In Mexico, Brayan got a job at an auto repair shop while he waited for his appointment with CPB One, the now-suspended U.S. program for migrant entry. After a few weeks, he decided to enter illegally, crossing the Rio Grande into Texas. U.S. authorities detained him but released him a few days later.

“He spent a year working in construction in Miami, Florida, with an uncle of ours. That’s where he started to get ahead,” Erly Jr. continues.

On January 30, Brayan was finally scheduled to appear before a court in Los Angeles, California, to determine his immigration status. He was detained there and spent a month in jail.

Amine Ester Benavides

Erly Sr. says the last time he spoke to Brayan was on March 13, three days before he was sent to El Salvador.

“He had told us they were going to deport him, but he was sure they were going to send him to Venezuela. That was the big lie they fed him,” he says.

After a couple of days without news from him, the family began to grow suspicious.

“When we learned they had sent some planes to El Salvador, I suspected he was on one of them, but we weren’t sure until [we saw] the list,” says Erly Sr, in reference to the list published by CBS News on the March 20. There he was, at number 151: Palencia-Benavides, Brayan.

The Trump administration carried out the deportations under the Alien Enemies Act, a wartime law enacted in 1798 that provides for the expulsion of individuals without judicial review. Although a judge had issued an injunction to temporarily block its enforcement, the Supreme Court ruled last week that the administration could proceed.

Multiple errors have since come to light. The U.S. government admitted to wrongfully deporting a Salvadoran man who had legal protection, and a legal battle is now underway to bring him back. According to the program 60 Minutes, 75% of those deported — 175 people — have no criminal record.

So why was Brayan deported? His family insists he had no ties to criminal circles, nor did he have a criminal background in Venezuela or Colombia. The only explanation they can think of is his tattoos.

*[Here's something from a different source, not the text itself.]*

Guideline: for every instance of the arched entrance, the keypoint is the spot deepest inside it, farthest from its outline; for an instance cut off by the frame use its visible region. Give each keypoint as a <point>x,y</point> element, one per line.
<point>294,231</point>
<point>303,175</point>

“He has them, and he does them too. He tattooed his chest and arm with images of his daughter and our mother — also flowers and some names. That’s why they’re linking him to Tren de Aragua,” says his brother.

A lawsuit filed by the American Civil Liberties Union (ACLU), one of the most prominent civil rights organizations in the U.S., claims that detainees are being targeted based on an arbitrary profiling system. The criteria? Being over 14 years old, being a Venezuelan citizen, and lacking U.S. citizenship or legal residency. If a person also has tattoos as common as a clock, a crown, or a star, suspicion of gang affiliation increases. Brayan has a tattoo of a clock on his right arm.

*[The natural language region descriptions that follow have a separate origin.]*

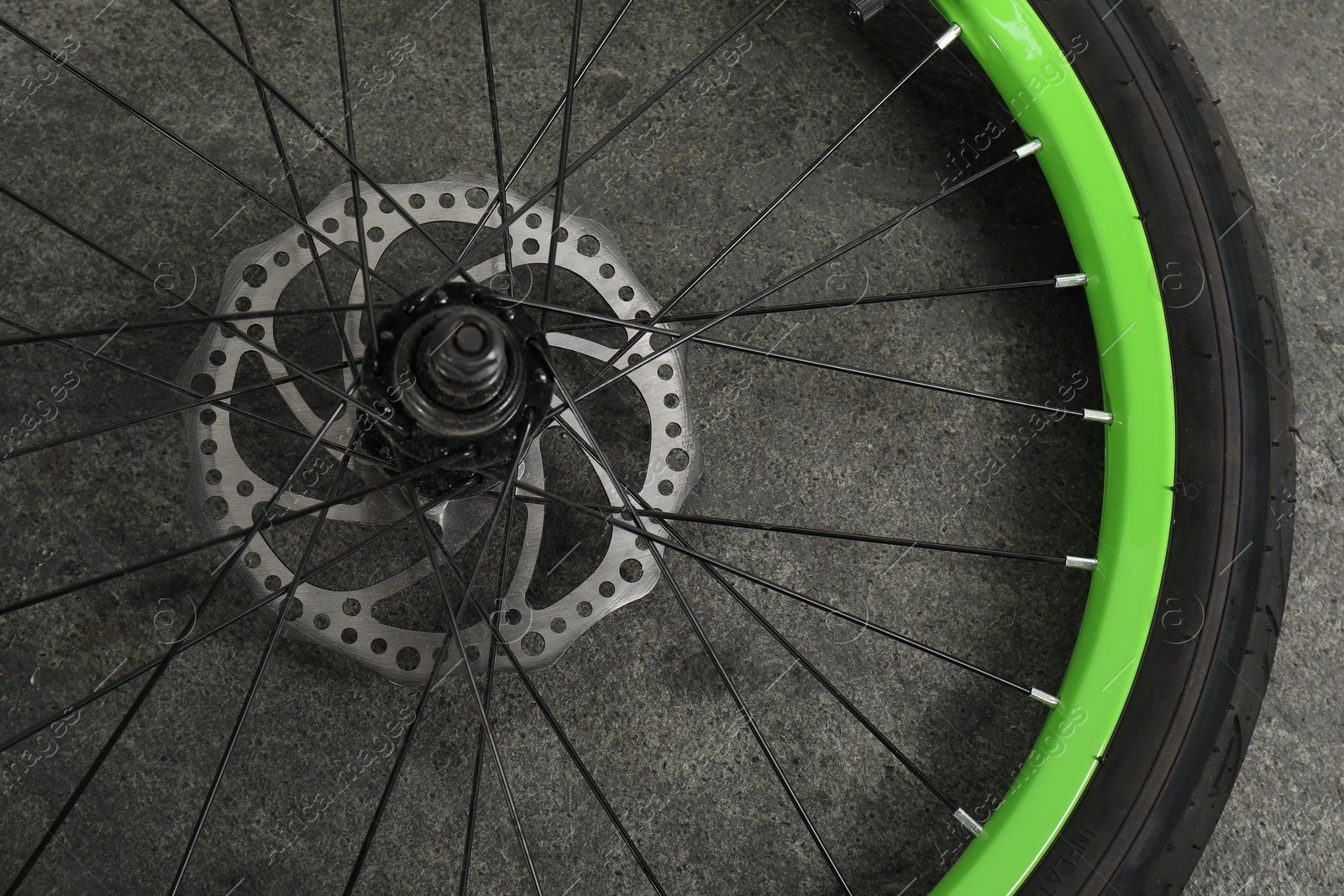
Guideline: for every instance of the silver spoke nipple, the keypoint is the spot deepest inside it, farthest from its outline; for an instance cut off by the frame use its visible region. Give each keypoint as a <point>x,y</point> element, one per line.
<point>1099,417</point>
<point>1041,696</point>
<point>1028,148</point>
<point>968,822</point>
<point>949,36</point>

The Palencia Benavides family doesn’t know the exact reasons behind Brayan’s deportation. What they do know is that he’s now imprisoned in the Terrorism Confinement Center (CECOT) — the mega-prison built by Salvadoran President Nayib Bukele. The facility is notorious for its harsh treatment of inmates and is under scrutiny by human rights organizations for alleged human rights violations.

More than anything, the family just wants to know how to get him out. So far, they haven’t been able to contact Brayan, nor have they seen him in the photos or videos released by Bukele and the Salvadoran government when the deportees first arrived.

Amine Ester Benavides, Erly Palencia

For now, the family continues to wait. Their most tangible hope for Brayan’s release lies with a law firm hired by the Venezuelan government. The firm, Bufete Grupo Ortega, has petitioned El Salvador’s Supreme Court to transfer the detainees to immigration detention centers and to ensure they are provided with basic rights — healthcare, food, and communication with their families — while their legal situations are clarified.

Brayan’s father says that Amine Ester has been in a state of shock for the past month. “You ask her something, and she doesn’t speak — she freezes. I try to talk to her, to calm her down, telling her we need to take care of our granddaughter,” he says.

The little girl believes her father is away on a work trip and is simply too busy to call. Before Brayan’s arrest, they spoke nearly every day.

“What [Trump] is doing isn’t justice,” says Erly Sr. “What he’s achieving is making everyone go on the warpath because he’s leaving them no other way to act.”